The product was purified with the aid of Dr. Collip and soon made available for the treatment of patients suffering from diabetes mellitus. Sir Frederick and Prof. MacLeod were awarded jointly the Nobel prize in recognition of this important discovery. In 1927 Prof. MacLeod returned to his alma mater as regis professor of physiology, an honor he valued greatly.
Honored by College
At the time of his death Prof. MacLeod was chairman of the department of research in the Rowatt Institute of Aberdeen University. He is survived by his widow, Mary McWalters. He has no children.

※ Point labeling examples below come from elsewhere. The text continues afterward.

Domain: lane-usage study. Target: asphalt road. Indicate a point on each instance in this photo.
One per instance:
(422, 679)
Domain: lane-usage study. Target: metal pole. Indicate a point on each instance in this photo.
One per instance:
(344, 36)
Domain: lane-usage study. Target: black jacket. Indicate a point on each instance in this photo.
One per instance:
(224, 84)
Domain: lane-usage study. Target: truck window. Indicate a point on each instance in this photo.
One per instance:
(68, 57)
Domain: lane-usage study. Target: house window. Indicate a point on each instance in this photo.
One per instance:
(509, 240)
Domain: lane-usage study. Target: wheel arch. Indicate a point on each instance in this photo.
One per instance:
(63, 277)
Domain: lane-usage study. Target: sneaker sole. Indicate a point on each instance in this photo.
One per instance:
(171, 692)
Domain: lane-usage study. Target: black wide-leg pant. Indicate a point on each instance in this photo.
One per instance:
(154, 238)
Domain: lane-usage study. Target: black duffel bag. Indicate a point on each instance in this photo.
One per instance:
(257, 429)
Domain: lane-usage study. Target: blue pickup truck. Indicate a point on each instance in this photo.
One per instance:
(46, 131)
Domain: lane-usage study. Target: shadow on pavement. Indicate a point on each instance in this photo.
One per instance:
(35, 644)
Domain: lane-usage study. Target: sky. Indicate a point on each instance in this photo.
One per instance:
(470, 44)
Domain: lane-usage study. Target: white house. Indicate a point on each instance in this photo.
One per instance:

On leaving the University of Toronto he was presented with a bronze bust of himself. This has been placed in the faculty of medicine at the university.
Among many outstanding honors accorded Prof. MacLeod by universities and scientific bodies in Canada, the United States and Great Britain, was Fellow of the Royal Society, presidency of the American Physiological Society in 1922, the Royal Canadian Institute in 1925, fellow of the Royal Society of Canada, Honorary Fellow of the Academy of Medicine, Toronto; foreign associate Fellow of the College of Physicians of Philadelphia, and corresponding member of the Medical Chirurgical Society of Bologne, and of the K. Deutsche Akad Natur-Forscher zu Halle. He was the author of numerous books on physiology and biochemistry.
Winner of the Cameron prize at the University of Edinburgh in 1923, Prof. MacLeod's degrees included: M.E., Ch.B, D.P.H. (Cambridge), D.Sc., and LL.D. He was a member of the following societies: American Physiological, Society for Experimental Biology and Medicine, Society of Biological Chemistry, the Association of American Physicians, the American Association for the Advancement of Science, the London Physiological Society and the Biochemical Society.
[Caption under photograph]
BANTING COLLEAGUE DIES
Prof. John J. R. MacLeod, co-discoverer of insulin, who spent a number of years at the University of Toronto, died suddenly at Aberdeen, Scotland, yesterday, in his 58th year.